Fatti pochi passi, si trovò davanti alla porta dei Titanici. Smuovere da solo, dall’interno, la pesante lastra incastrata fu un lavoro molto più faticoso di quando l’aveva spinta dall’esterno. Alla fine ci riuscì, e la depose piano piano per terra. Una volta uscito, non avrebbe potuto richiuderla, ma non aveva alternative, anche se lasciandola aperta sapeva di commettere un terribile delitto sociale. Ma ormai, che importanza poteva avere nella sua situazione?

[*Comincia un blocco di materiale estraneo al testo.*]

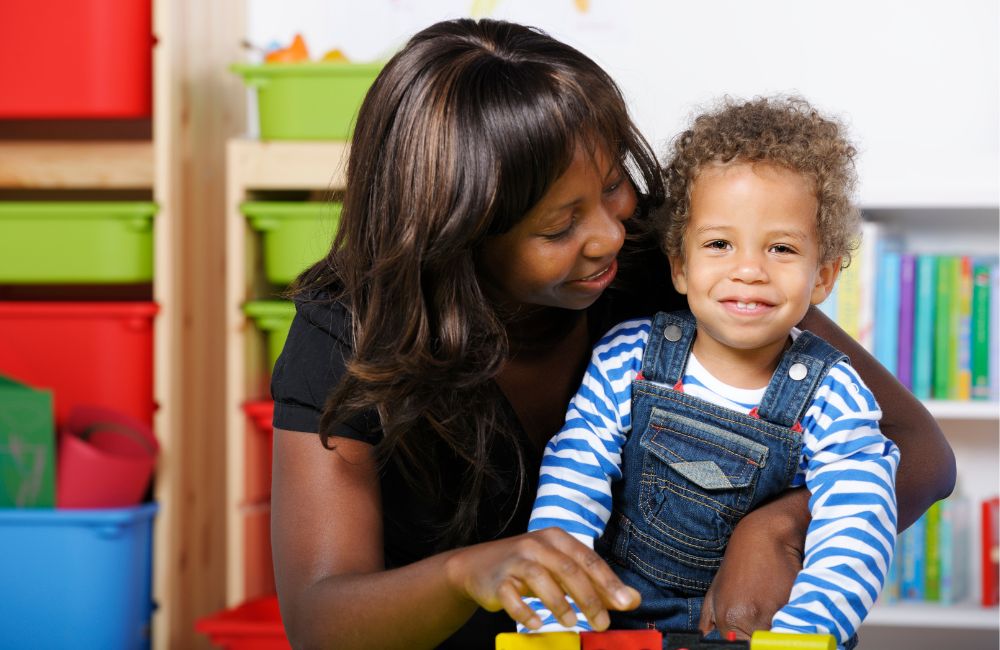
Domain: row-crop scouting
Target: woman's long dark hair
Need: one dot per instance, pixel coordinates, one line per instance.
(461, 134)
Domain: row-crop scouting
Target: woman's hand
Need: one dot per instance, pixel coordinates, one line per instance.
(549, 564)
(762, 559)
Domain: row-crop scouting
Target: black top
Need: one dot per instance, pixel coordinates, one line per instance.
(311, 364)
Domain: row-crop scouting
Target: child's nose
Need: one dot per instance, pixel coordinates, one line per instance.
(749, 267)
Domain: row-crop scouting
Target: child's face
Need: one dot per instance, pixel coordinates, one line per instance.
(751, 264)
(562, 254)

Davanti a lui si stendeva l’enorme spazio del territorio titanico, illuminato dall’accecante luce bianca. Alle sue spalle c’era il dedalo dei corridoi oscuri, dove una volta aveva vissuto sicuro e felice. Ora non c’era più sicurezza né felicità, per lui, in nessun posto.

Con un sospiro, Eric promise a fior di labbro: «Crescerò presto, zio Thomas. Diventerò un uomo… devo farlo.»

Poi varcò la soglia ed entrò nel territorio dei Titanici.

PARTE SECONDA

11

La vecchia trappola che Thomas, come voleva il suo nome, aveva distrutto, smantellandola, tanto tempo prima, pendeva ancora inutilizzabile sulla parete opposta.

Ecco, di nuovo, quel candore abbagliante, quello spazio che faceva impazzire per la suavastità.

Eric voltò subito a destra e si mise a correre rasente il muro, contando i passi, seguendo lo stesso itinerario percorso in occasione del suo primo Furto. Ansimava per la paura, ma continuava a ripetere a se stesso che lì correva gli stessi rischi di qualsiasi altro essere umano che vi si fosse avventurato. Lì, tutti gli uomini erano fuorilegge, inseguiti spietatamente, condannati a morte. In territorio titanico, nessuno godeva di privilegi speciali.